The Small Language Mannequin from Microsoft known as Phi-3 was educated on utilizing a novel dataset known as TinyStories
The Small Language Mannequin (SLM) Phi-3 was educated on artificial knowledge generated by GPT-3.5 and GPT-4.
Typically LLM created coaching knowledge could be too repetitive and comparable with out range in verbs, nouns and adjectives.
The corpus wanted to mix all of the qualitative components present in pure language, corresponding to grammar, vocabulary, details, and reasoning.
However, designed to be smaller, much less various, and extra restricted when it comes to its content material.
The precept of making a framework or knowledge topology for the LLM to create the artificial coaching knowledge I discover fascinating.
The research exhibits that the coaching of generative fashions on TinyStories can usually be carried out in lower than a day on a single GPU. And nonetheless exhibit many behaviours much like those noticed in LLMs.
As an alternative of coaching on simply uncooked internet knowledge, the creators of Phi-3 seemed for prime quality knowledge.
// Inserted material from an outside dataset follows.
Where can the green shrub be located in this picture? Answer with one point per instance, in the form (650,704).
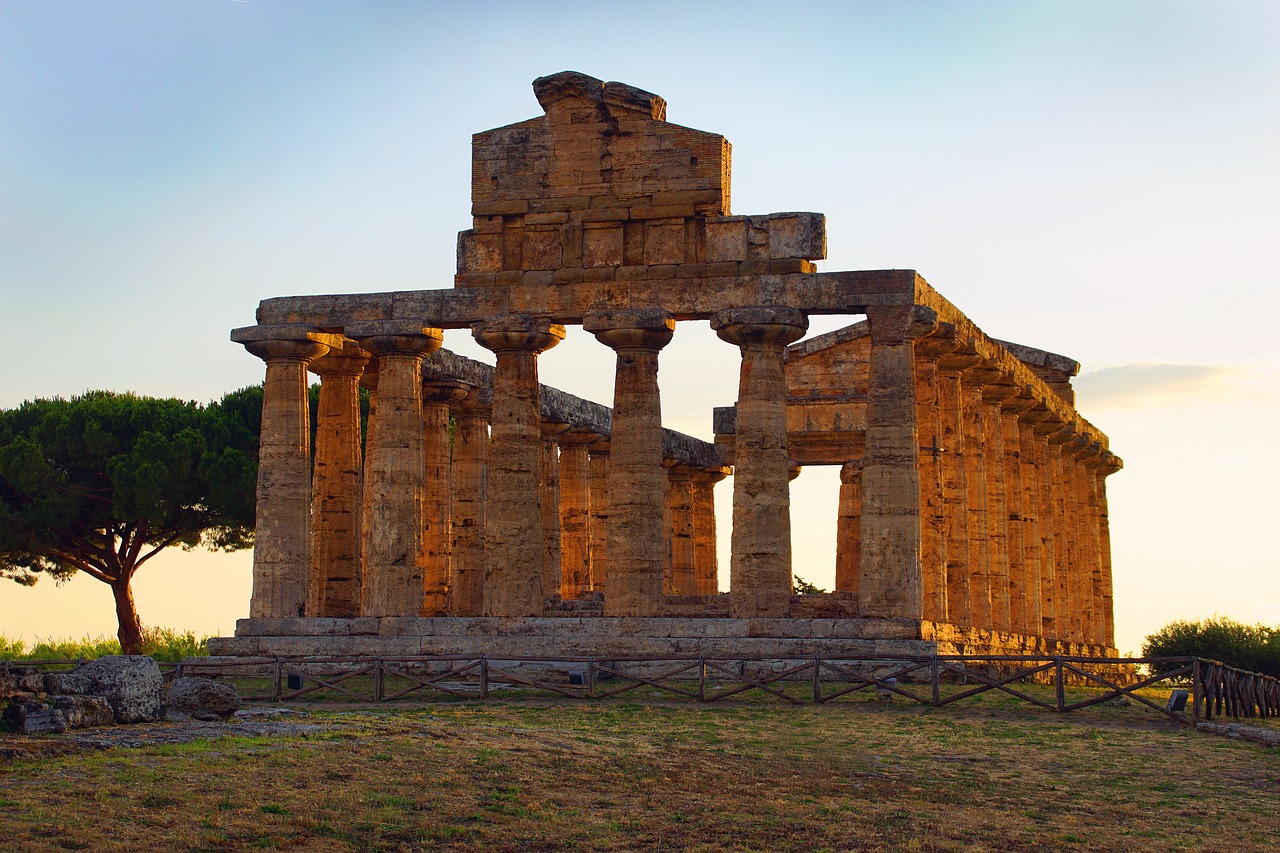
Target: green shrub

Microsoft researchers determined to create a discrete dataset beginning, and basing the coaching knowledge on 3,000 phrases — comprising of roughly equal variety of nouns, verbs, and adjectives.
They then requested a massive language mannequin to create a youngsters’s story utilizing one noun, one verb, and one adjective from the record — a immediate repeated tens of millions of occasions over a number of days, producing tens of millions of tiny youngsters’s tales.